The wonders and hatred of a coward
Saturday, July 31, 2010 ( 1:19 am )

Here I am, telling myself, "let's blog while the feeling's still fresh", trying to prevent that tear drop from falling. Although I've said goodnight to three people tonight, the night doesn't seem to be so good for me.

Cue wonder.

I wonder how I look like from other people's eyes.
I wonder how I sound like on the other side of the phone.
I wonder how others see me as.. a person.

Sometimes when I fall on my bum, I wish I had fallen with my face flat on the ground so that I won't see the look on the faces of cruel and heartless human beings making fun of me. But then again, I'd still have to get back up on my two feet and walk away. But if I fall on my bum, I could just laugh at myself and not bother about other laughs. That is in fact what I do most of the time. Yes, the whole "laugh-at-yourself" tactic works most of the time to save that sorry ass of yours from humiliation, for some occasions. But not all.
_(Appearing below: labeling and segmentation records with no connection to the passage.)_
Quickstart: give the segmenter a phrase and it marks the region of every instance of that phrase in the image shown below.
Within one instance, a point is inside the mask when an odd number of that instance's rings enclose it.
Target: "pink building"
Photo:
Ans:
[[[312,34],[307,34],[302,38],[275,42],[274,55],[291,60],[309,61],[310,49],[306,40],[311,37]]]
When was the last time you looked down on me? Did you look down on me because of what I am? Or did you look down on me to help me get up? At this point my mind is blank. Completely blank. Like someone had rubbed of the ideas on an A4 paper. It is as if the only obvious function available for brain right now is to receive nerve impulses from my heart triggered by the aching and ask my eyes to let out tears. And here I am, using every will not to cry.

How come sometimes we are kind to bad people? How come bad people take advantage of good people all the time? I've tried and made adaptations and adjustments, and I mean a whole lot. I'm better in a lot of ways, but there are still weak spots inside me. Once I feel used, the only word that keeps popping out of my mind is, HATE HATE HATE. E.g. I hate you. That defines the hatred I feel towards you. The uneasy feeling that makes me upset caused by your irresponsible actions. I could go on. I Hate Kate, 10 Things I Hate About You, Hate Book, Hate That I Love You, Ihatethis.org etc. They're all "hate". So is it wrong for me to use that word too?

How come people change? I know someone. Who's seemed to change a little; doing things he never even liked. Sometimes I feel like he doesn't need me anymore. Sometimes I feel like he's hiding me away. Is he ashamed of having me in his life? Or maybe I'm just being dramatic, because I'm scared. He seems to be surrounded by awesome people. Maybe even better and cooler than me. Or maybe I'm just jealous because I'm not surrounded by people like them and I'm not in an environment like that. Maybe.. I should change? What do you suggest? What do you expect me to do?! Ok. I can't stop myself from crying anymore. I know I'm exaggerating. It's only because so much has happened in the past, I don't want the same to happen again(Estrella's Stay playin on repeat inside mind). :(

I wouldn't be writing this post if I didn't have a chat with Mr.X. Of course everyone knows he likes to make fun out of everything, neglects the feelings of others and only makes himself happy. But once he said I'm immature and my life is like hell, then I start to shake and wonder what am I doing talking to this despicable human being.

Ok fine. I admit it. I am scared. I'M A COWARD. I'm scared of losing the ones I love. And I wonder if they're scared of losing me too. And this post ends here. With hope I'll be ok tomorrow morning.

Allah, please be with me. I love you.